Bug 116072 - Improve spell checking by better word breaking for Hungarian
Summary: Improve spell checking by better word breaking for Hungarian
Status: RESOLVED FIXED
Alias: None
Product: LibreOffice
Classification: Unclassified
Component: Localization (show other bugs)
Version:
(earliest affected)
5.4.0.0.alpha0+
Hardware: All All
: medium normal
Assignee: László Németh
URL:
Whiteboard: target:6.1.0 target:6.0.3
Keywords:
Depends on:
Blocks:
 
Reported: 2018-02-27 21:37 UTC by László Németh
Modified: 2018-03-15 16:06 UTC (History)
0 users

See Also:
Crash report or crash signature:


Attachments
False alarms in the special Hungarian word forms (8.24 KB, image/png)
2018-02-27 21:47 UTC, László Németh
Details
test file (15.92 KB, application/vnd.oasis.opendocument.text)
2018-03-14 15:05 UTC, László Németh
Details

Note You need to log in before you can comment on or make changes to this bug.
Description László Németh 2018-02-27 21:37:34 UTC
Following cases results false alarms during Hungarian spell checking:

példá(k)
csinál(hat)nak
(1)-ben
[1]-ben
Mi van?-nal
Helló!-val
„Élet és Irodalom”-ban

Suggested solution: handling (, ), ], ”, ?, ! as MidLetter during word breaking will pass the previous word forms to Hunspell, where using Hunspell feature IGNORE and BREAK can ignore the parentheses and recognize stems and hyphen+affixes.
Comment 1 László Németh 2018-02-27 21:47:54 UTC
Created attachment 140197 [details]
False alarms in the special Hungarian word forms
Comment 2 Commit Notification 2018-02-28 07:44:01 UTC
László Németh committed a patch related to this issue.
It has been pushed to "master":

http://cgit.freedesktop.org/libreoffice/core/commit/?id=3cc58a5904604f0f2e9977a9508bab02518122ad

tdf#116072 Extend MidLetter in Hungarian word breaking

It will be available in 6.1.0.

The patch should be included in the daily builds available at
http://dev-builds.libreoffice.org/daily/ in the next 24-48 hours. More
information about daily builds can be found at:
http://wiki.documentfoundation.org/Testing_Daily_Builds

Affected users are encouraged to test the fix and report feedback.
Comment 4 László Németh 2018-02-28 08:29:55 UTC
(Note: test with „Mi van?-nak”, not „Mi van?-nal”. The affix -nal/-nel, -tyal/-tyel versions of -val/-vel will be added in the next bigger release of the dictionary.)
Comment 5 Commit Notification 2018-03-01 11:44:10 UTC
László Németh committed a patch related to this issue.
It has been pushed to "libreoffice-6-0":

http://cgit.freedesktop.org/libreoffice/core/commit/?id=c85aa97d4e20091db71899f713b07e3c57b3b7ad&h=libreoffice-6-0

tdf#116072 Extend MidLetter in Hungarian word breaking

It will be available in 6.0.3.

The patch should be included in the daily builds available at
http://dev-builds.libreoffice.org/daily/ in the next 24-48 hours.

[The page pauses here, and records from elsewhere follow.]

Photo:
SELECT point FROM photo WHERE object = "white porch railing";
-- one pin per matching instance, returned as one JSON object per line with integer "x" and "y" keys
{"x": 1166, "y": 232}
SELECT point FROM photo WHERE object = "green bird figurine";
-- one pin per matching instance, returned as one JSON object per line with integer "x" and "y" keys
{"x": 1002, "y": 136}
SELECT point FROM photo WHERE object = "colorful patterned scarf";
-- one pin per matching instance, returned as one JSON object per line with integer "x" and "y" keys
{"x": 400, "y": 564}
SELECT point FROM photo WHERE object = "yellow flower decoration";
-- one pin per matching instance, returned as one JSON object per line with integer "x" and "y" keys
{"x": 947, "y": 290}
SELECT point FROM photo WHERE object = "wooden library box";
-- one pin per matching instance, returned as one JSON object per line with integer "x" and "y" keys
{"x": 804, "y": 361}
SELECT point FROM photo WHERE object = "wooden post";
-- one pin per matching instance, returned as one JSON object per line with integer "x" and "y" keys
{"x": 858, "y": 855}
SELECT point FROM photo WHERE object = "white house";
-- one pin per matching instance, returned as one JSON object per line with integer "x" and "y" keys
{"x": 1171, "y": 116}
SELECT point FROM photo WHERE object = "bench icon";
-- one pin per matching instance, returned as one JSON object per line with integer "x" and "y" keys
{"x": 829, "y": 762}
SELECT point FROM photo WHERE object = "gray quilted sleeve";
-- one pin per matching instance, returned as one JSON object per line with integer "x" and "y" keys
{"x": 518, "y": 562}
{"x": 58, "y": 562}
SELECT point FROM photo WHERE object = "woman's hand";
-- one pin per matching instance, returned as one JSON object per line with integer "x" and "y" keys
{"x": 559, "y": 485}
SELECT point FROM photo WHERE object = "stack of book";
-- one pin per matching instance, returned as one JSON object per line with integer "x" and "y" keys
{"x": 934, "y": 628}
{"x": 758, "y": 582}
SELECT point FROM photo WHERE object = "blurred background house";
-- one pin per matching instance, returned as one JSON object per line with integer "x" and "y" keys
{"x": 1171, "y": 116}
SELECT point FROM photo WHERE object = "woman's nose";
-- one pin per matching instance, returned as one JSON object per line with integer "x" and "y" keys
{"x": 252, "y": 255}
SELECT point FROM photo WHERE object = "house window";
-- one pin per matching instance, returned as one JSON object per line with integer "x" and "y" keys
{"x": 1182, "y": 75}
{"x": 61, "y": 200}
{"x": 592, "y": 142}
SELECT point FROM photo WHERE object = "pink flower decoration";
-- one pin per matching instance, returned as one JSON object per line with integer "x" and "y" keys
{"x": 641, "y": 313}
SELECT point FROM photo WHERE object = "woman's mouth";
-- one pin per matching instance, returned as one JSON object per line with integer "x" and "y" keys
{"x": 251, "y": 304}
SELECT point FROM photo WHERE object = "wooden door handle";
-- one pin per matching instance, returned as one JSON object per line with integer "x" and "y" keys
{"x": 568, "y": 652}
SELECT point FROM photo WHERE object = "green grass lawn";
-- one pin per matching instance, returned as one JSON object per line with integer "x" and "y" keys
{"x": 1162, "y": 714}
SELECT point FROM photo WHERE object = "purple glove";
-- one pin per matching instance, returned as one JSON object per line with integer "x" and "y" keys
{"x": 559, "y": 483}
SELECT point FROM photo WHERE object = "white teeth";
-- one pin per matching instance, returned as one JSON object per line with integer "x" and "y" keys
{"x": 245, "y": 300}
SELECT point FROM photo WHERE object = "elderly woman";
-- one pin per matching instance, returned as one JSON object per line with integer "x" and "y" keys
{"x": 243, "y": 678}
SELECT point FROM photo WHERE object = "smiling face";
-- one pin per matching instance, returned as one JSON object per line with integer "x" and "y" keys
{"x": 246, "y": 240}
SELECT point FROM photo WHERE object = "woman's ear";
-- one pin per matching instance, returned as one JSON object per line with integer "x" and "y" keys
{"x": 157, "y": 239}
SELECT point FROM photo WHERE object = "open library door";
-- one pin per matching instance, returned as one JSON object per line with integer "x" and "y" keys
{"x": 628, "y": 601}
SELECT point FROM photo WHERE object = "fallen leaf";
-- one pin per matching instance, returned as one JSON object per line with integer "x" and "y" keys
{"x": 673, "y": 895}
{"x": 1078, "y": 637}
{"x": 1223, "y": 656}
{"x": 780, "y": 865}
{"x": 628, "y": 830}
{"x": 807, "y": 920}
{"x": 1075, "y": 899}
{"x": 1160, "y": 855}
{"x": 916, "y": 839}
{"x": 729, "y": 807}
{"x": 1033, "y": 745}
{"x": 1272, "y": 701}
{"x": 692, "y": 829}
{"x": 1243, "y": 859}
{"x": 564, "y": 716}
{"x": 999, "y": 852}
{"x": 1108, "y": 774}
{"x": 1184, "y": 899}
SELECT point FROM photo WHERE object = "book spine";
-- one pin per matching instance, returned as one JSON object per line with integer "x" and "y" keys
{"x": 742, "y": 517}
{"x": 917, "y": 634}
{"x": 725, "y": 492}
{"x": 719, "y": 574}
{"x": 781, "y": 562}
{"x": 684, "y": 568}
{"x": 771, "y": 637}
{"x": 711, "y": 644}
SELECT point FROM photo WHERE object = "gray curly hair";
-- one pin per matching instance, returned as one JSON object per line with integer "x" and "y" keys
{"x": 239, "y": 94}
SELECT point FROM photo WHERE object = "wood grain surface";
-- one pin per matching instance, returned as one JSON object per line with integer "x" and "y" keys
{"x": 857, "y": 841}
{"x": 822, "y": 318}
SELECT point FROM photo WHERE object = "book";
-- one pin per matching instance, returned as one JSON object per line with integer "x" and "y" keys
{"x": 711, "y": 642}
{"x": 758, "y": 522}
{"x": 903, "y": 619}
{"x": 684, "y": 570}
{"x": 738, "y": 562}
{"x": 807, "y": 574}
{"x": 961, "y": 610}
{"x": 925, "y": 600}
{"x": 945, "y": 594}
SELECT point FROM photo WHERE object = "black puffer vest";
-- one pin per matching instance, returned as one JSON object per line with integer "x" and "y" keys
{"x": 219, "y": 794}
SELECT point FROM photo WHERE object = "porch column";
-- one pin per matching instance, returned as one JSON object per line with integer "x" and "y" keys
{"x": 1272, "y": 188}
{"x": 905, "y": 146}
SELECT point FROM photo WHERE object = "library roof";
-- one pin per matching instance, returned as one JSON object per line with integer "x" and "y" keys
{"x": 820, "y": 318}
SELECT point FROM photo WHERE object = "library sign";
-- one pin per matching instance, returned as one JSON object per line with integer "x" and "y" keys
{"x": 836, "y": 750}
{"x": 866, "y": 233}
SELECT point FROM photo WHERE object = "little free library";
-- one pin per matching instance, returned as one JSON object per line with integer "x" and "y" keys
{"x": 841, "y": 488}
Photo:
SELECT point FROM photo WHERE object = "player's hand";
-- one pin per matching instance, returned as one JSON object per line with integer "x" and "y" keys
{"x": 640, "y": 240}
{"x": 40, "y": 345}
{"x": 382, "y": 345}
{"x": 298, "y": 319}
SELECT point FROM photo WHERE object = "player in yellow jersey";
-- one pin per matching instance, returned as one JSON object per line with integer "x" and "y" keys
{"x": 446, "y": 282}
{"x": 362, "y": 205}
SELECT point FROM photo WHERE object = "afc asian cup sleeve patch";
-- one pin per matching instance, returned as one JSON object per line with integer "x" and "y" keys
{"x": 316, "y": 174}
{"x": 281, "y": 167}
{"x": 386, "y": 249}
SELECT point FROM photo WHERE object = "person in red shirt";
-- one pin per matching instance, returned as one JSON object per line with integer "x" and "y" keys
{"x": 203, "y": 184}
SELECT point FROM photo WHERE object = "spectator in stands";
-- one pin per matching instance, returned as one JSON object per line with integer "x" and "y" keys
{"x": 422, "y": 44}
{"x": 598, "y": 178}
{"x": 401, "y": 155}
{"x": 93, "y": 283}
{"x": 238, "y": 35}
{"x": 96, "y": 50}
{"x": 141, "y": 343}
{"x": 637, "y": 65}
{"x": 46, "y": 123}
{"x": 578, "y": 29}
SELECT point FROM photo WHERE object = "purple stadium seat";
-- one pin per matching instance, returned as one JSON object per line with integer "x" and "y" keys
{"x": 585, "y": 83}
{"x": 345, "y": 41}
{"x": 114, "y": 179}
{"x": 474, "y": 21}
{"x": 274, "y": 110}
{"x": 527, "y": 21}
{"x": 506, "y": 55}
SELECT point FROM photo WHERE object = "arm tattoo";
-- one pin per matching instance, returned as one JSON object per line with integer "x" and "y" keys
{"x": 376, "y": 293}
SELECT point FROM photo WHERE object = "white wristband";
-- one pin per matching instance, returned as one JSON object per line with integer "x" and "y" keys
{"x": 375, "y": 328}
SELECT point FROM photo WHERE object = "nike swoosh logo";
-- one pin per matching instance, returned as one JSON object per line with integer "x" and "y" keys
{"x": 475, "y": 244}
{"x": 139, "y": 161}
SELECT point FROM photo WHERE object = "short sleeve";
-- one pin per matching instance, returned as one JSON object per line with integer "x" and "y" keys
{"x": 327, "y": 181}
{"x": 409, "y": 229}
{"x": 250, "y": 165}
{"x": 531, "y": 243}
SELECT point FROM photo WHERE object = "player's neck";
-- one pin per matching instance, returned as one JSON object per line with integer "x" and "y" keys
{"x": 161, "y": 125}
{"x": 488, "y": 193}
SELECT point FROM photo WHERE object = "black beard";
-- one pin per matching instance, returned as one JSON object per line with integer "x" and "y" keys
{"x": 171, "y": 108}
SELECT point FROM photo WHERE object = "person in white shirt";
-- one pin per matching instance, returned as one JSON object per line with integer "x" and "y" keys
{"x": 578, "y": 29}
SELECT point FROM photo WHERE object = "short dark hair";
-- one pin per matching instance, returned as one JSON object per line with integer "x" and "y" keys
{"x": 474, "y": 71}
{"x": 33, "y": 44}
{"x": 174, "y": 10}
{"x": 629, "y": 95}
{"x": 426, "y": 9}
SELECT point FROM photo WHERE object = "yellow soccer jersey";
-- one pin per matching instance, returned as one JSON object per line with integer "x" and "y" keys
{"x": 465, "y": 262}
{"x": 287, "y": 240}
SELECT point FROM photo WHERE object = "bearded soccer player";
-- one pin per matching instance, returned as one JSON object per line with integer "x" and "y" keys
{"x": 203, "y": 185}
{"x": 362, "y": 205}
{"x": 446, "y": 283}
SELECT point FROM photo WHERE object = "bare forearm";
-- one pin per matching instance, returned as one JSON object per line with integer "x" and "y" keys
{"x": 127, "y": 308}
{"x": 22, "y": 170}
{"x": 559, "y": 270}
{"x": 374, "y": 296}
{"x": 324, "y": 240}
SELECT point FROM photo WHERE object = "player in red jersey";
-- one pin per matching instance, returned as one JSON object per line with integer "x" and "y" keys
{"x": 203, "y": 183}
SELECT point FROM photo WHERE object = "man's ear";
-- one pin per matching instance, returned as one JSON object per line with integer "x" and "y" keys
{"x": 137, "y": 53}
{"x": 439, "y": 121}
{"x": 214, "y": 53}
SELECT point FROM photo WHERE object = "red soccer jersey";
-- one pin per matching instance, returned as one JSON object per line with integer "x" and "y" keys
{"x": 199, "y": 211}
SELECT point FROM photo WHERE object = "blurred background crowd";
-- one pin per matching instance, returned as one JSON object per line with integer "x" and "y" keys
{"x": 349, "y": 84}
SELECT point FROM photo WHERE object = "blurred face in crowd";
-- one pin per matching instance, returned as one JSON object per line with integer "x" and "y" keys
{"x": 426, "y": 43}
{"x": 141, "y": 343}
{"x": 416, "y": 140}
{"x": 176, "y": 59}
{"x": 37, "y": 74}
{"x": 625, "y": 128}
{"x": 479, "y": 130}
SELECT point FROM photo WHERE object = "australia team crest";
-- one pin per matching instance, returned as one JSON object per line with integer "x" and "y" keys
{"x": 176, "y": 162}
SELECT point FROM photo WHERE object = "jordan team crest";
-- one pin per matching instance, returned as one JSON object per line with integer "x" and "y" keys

More
information about daily builds can be found at:
http://wiki.documentfoundation.org/Testing_Daily_Builds

Affected users are encouraged to test the fix and report feedback.
Comment 6 László Németh 2018-03-14 15:05:46 UTC
Created attachment 140632 [details]
test file

Fixing this issue removes all false alarms with affixes, for example word part "ban" and "ben" in the form "a)-ban" and "b)-ben" (also when "a" and "b" come from automatic references, as in this test file).
Comment 7 Commit Notification 2018-03-15 16:06:00 UTC
László Németh committed a patch related to this issue.
It has been pushed to "master":

http://cgit.freedesktop.org/libreoffice/core/commit/?id=6ef7c2729fb85959dfd76f028166f7631886399c

tdf#116072 Add PrefixLetter ")" in Hungarian word breaking

It will be available in 6.1.0.

The patch should be included in the daily builds available at
http://dev-builds.libreoffice.org/daily/ in the next 24-48 hours. More
information about daily builds can be found at:
http://wiki.documentfoundation.org/Testing_Daily_Builds

Affected users are encouraged to test the fix and report feedback.